Is there any way for constexpr objects to refer/point to other non-static constexpr objects?

Question

Say I want to build a graph at compile time, using some algorithm, and then count how many nodes ended up in the graph. This seems like an ideal situation for constexpr, rather than template metaprogramming, since the goal is a computation that yields a value, rather than really being about types. I have some code that works, but the feature is so new I'm afraid the compilers are being lenient, and I could interpret part of the standard as saying I can't do this.

#include <iostream>

struct A { int x; constexpr A(int i) noexcept : x{i} {} };
struct B { A& a; constexpr B(A& a) noexcept : a{a} {} };

constexpr int foo() { 
    A a{55};
    B b{a};
    return b.a.x;
}

template<int N>
void output()
{
    std::cout << N << std::endl;
}

int main() {
    // to be absolutely sure compile time eval'd,
    // pass as template arg
    constexpr auto b = foo();
    output<b>();
}

Both the a and b instances are created at compile time, and they have the same lifetime so this should be "safe". But a is a non-static object, and this part of the standard seems to say that's not allowed:

An entity is a permitted result of a constant expression if it is an object with static storage duration that is either not a temporary object or is a temporary object whose value satisfies the above constraints, or it is a function.
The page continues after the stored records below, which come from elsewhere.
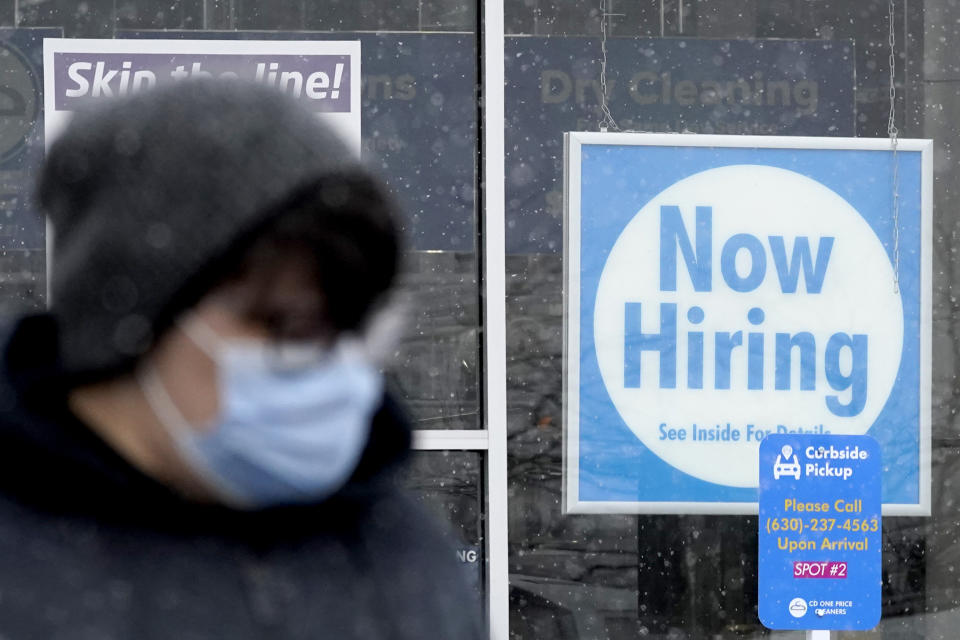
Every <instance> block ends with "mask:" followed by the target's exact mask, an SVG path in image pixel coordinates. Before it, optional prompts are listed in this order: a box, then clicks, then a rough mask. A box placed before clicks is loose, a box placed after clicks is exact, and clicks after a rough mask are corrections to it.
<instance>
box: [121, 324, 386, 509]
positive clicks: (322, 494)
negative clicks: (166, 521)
mask: <svg viewBox="0 0 960 640" xmlns="http://www.w3.org/2000/svg"><path fill="white" fill-rule="evenodd" d="M183 328H184V331H185V332H186V333H187V335H188V336H189V337H190V339H191V340H193V342H195V343H196V344H197V346H199V347H200V348H201V349H203V351H204V352H205V353H206V354H207V355H208V356H209V357H210V358H211V359H213V361H214V363H215V364H216V366H217V372H218V383H219V388H220V412H219V416H218V417H217V418H216V420H215V423H214V424H213V425H207V426H206V428H203V429H196V428H193V427H192V426H191V425H190V424H188V423H187V421H186V419H185V418H184V417H183V414H182V413H181V412H180V410H179V409H178V408H177V406H176V404H175V403H174V402H173V400H172V398H171V397H170V394H169V393H168V392H167V390H166V388H165V387H164V385H163V382H162V381H161V380H160V378H159V376H157V374H156V372H155V371H154V370H153V369H152V368H150V367H149V366H147V367H143V368H141V371H140V372H139V374H138V375H139V377H140V385H141V387H142V389H143V391H144V394H145V395H146V398H147V402H148V403H149V405H150V407H151V408H152V410H153V412H154V413H155V414H156V416H157V419H158V420H159V421H160V422H161V423H162V424H163V425H164V427H166V429H167V431H168V432H169V433H170V435H171V437H172V438H173V441H174V443H175V444H176V446H177V448H178V450H179V452H180V454H181V455H182V456H183V457H184V459H185V460H186V461H187V463H188V464H189V465H190V466H191V468H192V469H193V470H194V471H195V472H196V473H197V474H198V475H199V476H200V477H201V478H202V479H203V480H204V481H205V482H206V483H207V484H208V485H209V486H210V488H212V489H213V490H214V491H216V493H217V494H218V495H219V496H220V497H221V498H222V499H223V500H224V501H225V502H227V503H229V504H232V505H234V506H238V507H241V508H260V507H267V506H271V505H276V504H284V503H293V502H307V501H316V500H322V499H323V498H325V497H327V496H329V495H331V494H332V493H334V492H336V491H337V490H338V489H340V488H341V487H342V486H343V485H344V484H345V483H346V481H347V480H348V479H349V477H350V475H351V474H352V473H353V470H354V469H355V468H356V466H357V463H358V462H359V460H360V456H361V454H362V453H363V450H364V447H365V446H366V443H367V439H368V436H369V431H370V421H371V419H372V417H373V413H374V412H375V410H376V408H377V406H378V404H379V402H380V399H381V395H382V393H383V377H382V374H381V373H380V372H379V371H378V370H377V368H376V366H375V365H374V364H373V363H372V362H371V360H370V358H369V357H368V355H367V352H366V349H365V348H364V346H363V345H362V344H361V343H360V342H359V341H357V340H354V339H351V338H341V339H339V340H338V341H337V342H336V343H334V344H333V345H332V346H330V347H324V348H320V347H317V348H313V347H309V346H301V345H277V344H271V343H268V342H262V341H253V340H226V339H224V338H221V337H220V336H218V335H217V334H216V333H215V332H214V331H213V330H212V329H211V328H210V327H209V326H207V325H205V324H203V323H201V322H200V321H198V320H192V321H190V322H188V323H187V324H185V325H184V327H183Z"/></svg>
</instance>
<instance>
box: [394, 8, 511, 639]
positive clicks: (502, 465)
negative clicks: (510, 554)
mask: <svg viewBox="0 0 960 640" xmlns="http://www.w3.org/2000/svg"><path fill="white" fill-rule="evenodd" d="M478 8H479V9H480V15H481V18H480V21H479V31H480V34H479V35H480V38H479V45H480V62H481V69H480V87H481V91H480V95H481V96H482V105H481V122H480V130H481V139H480V148H481V150H482V157H481V194H482V198H481V202H482V203H483V207H482V209H481V211H480V216H481V230H482V233H481V238H480V244H481V246H482V252H483V253H482V256H483V260H482V264H483V273H482V274H481V277H482V282H483V287H482V290H481V296H482V300H483V331H482V335H483V382H484V384H483V388H484V399H483V401H484V412H483V415H484V429H477V430H469V429H463V430H417V431H415V432H414V440H413V443H414V448H415V449H418V450H424V451H431V450H432V451H437V450H461V451H462V450H470V451H484V452H486V474H485V487H484V491H485V494H486V510H487V513H486V531H485V535H486V540H485V547H486V548H485V554H484V555H485V557H486V559H487V566H486V568H487V571H486V576H487V579H486V588H487V602H486V604H487V621H488V625H489V637H490V638H491V640H506V638H507V637H508V636H509V617H510V597H509V594H510V584H509V565H508V547H507V544H508V532H507V522H508V505H507V342H506V244H505V211H506V200H505V190H504V188H505V173H504V86H503V82H504V9H503V0H481V2H479V3H478Z"/></svg>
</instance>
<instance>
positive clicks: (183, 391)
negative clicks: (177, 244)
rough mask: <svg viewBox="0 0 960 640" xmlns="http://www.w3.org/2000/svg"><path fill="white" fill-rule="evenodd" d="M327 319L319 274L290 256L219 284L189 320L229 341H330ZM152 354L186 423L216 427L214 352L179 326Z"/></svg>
mask: <svg viewBox="0 0 960 640" xmlns="http://www.w3.org/2000/svg"><path fill="white" fill-rule="evenodd" d="M323 317H324V313H323V300H322V296H321V295H320V291H319V287H318V286H317V283H316V279H315V277H314V276H313V274H312V273H311V271H310V270H309V269H308V268H306V267H305V265H304V264H303V262H302V261H297V260H288V261H285V262H284V263H282V264H278V265H271V266H270V268H269V269H267V270H265V271H263V272H255V271H251V272H248V273H246V274H245V275H243V276H242V277H240V278H238V279H236V280H233V281H231V282H229V283H227V284H224V285H222V286H220V287H219V288H217V289H215V290H214V291H212V292H210V293H209V294H208V295H207V296H205V297H204V298H203V299H202V300H201V301H200V302H199V304H197V305H196V307H194V308H193V309H192V310H191V311H190V312H189V314H187V317H185V318H184V319H185V321H186V322H190V321H200V322H202V323H203V324H205V325H206V326H207V327H209V328H210V329H212V330H213V331H214V332H216V334H217V335H218V336H219V337H220V338H221V339H224V340H234V339H240V340H257V341H264V342H271V343H277V342H283V343H287V342H291V341H292V342H306V341H310V342H317V341H319V342H327V341H329V340H330V339H331V337H332V332H330V331H329V330H328V329H327V328H326V327H324V326H323V323H322V321H321V319H322V318H323ZM147 357H148V358H149V360H150V362H149V364H150V365H151V366H153V367H154V370H155V371H156V373H157V374H158V375H159V376H160V379H161V381H162V382H163V384H164V386H165V387H166V389H167V391H168V392H169V394H170V397H171V399H172V400H173V401H174V403H175V404H176V405H177V407H178V408H179V409H180V411H181V413H182V414H183V417H184V418H185V419H186V420H187V422H188V423H189V424H190V425H191V426H193V427H194V428H196V429H198V430H202V429H203V428H204V427H205V426H206V425H211V424H212V423H213V420H214V419H215V418H216V416H217V414H218V411H219V408H220V407H219V387H218V372H217V367H216V363H215V362H214V361H213V360H212V359H211V358H210V356H209V355H207V353H205V352H204V351H203V349H201V348H200V347H199V346H198V345H197V344H196V342H194V340H193V339H192V338H190V337H189V336H188V335H187V334H186V333H185V331H184V329H183V328H182V327H181V326H178V325H174V326H173V327H172V328H171V329H170V330H169V331H168V332H167V333H166V334H165V335H164V336H163V337H162V338H161V340H160V341H159V343H158V344H157V347H156V349H154V351H153V352H152V353H151V354H150V355H148V356H147Z"/></svg>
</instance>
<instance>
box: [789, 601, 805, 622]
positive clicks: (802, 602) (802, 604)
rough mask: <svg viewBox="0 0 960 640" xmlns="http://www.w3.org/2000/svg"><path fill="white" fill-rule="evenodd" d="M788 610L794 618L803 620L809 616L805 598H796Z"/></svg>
mask: <svg viewBox="0 0 960 640" xmlns="http://www.w3.org/2000/svg"><path fill="white" fill-rule="evenodd" d="M787 610H788V611H789V612H790V615H792V616H793V617H794V618H802V617H803V616H805V615H807V602H806V600H804V599H803V598H794V599H793V600H791V601H790V604H789V605H788V606H787Z"/></svg>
So can I or can't I? GCC and clang are both fine with it.

Answer 1

Yes, your example is conforming.

The special thing about C++14 relaxed constexpr is that intermediate results inside the evaluation of a constant expression do not themselves need to be constant expressions.

return applies an lvalue-to-rvalue conversion to b.a.x, because the function returns by value, and b.a.x is:

a non-volatile glvalue of literal type that refers to a non-volatile object whose lifetime began within the evaluation of e

(N4527 §5.20/2.7.4)

If you tried to save a (dangling) reference to b.a.x, that would be a problem. That would not be a "permitted result of a constant expression" per your quote.

Answer 2

In your example:

B b{a};

b is not a constexpr variable the draft C++14 section 7.1.5 [dcl.constexpr]p5 which says:

A constexpr specifier used in an object declaration declares the object as const. Such an object shall have literal type and shall be initialized. If it is initialized by a constructor call, that call shall be a constant expression (5.19). Otherwise, or if a constexpr specifier is used in a reference declaration, every fullexpression that appears in its initializer shall be a constant expression. [ Note: Each implicit conversion used in converting the initializer expressions and each constructor call used for the initialization is part of such a full-expression. —end note ]

does not apply but if we modify your example slightly:

int main() {
    constexpr auto b = foo();
    A a1(42) ;
    constexpr B b1( a1 ) ;
}

and introduce b1 which is a constexpr variable then this will not work (see it live), clang says:

error: 'B{a1}' is not a constant expression
     constexpr B b1( a1 ) ;
                        ^

if we further modify the example from above as follows though:

static A a1(42) ;
constexpr B b1( a1 ) ;

it will work. A constexpr function is available for use in a constexpr but if it does not satisfy the requirements it will not yield a constant expression.

Answer 3

In a nutshell, you can't pass non-static/temporary values as references at compile time. You can pass static/global values as constexpr references. But anything else is simply not available at compile time.

constexpr void foo() {
    int a; // run-time value.
    ...
}

An obvious solution would be to pass by value. It's happening at compile time, so you might not get the usual optimizations, but it's also happening at compile time.

http://ideone.com/J7mVj5

#include <iostream>

struct A { int x; constexpr A(int i) noexcept : x{i} {} };
struct B { A a; constexpr B(A a) noexcept : a{a} {} };

constexpr int foo() { 
    B b{55};
    return b.a.x;
}

template<int N>
void output()
{
    std::cout << N << std::endl;
}

int main() {
    // to be absolutely sure compile time eval'd,
    // pass as template arg
    constexpr auto b = foo();
    output<b>();
}

See also http://ideone.com/tw4jzG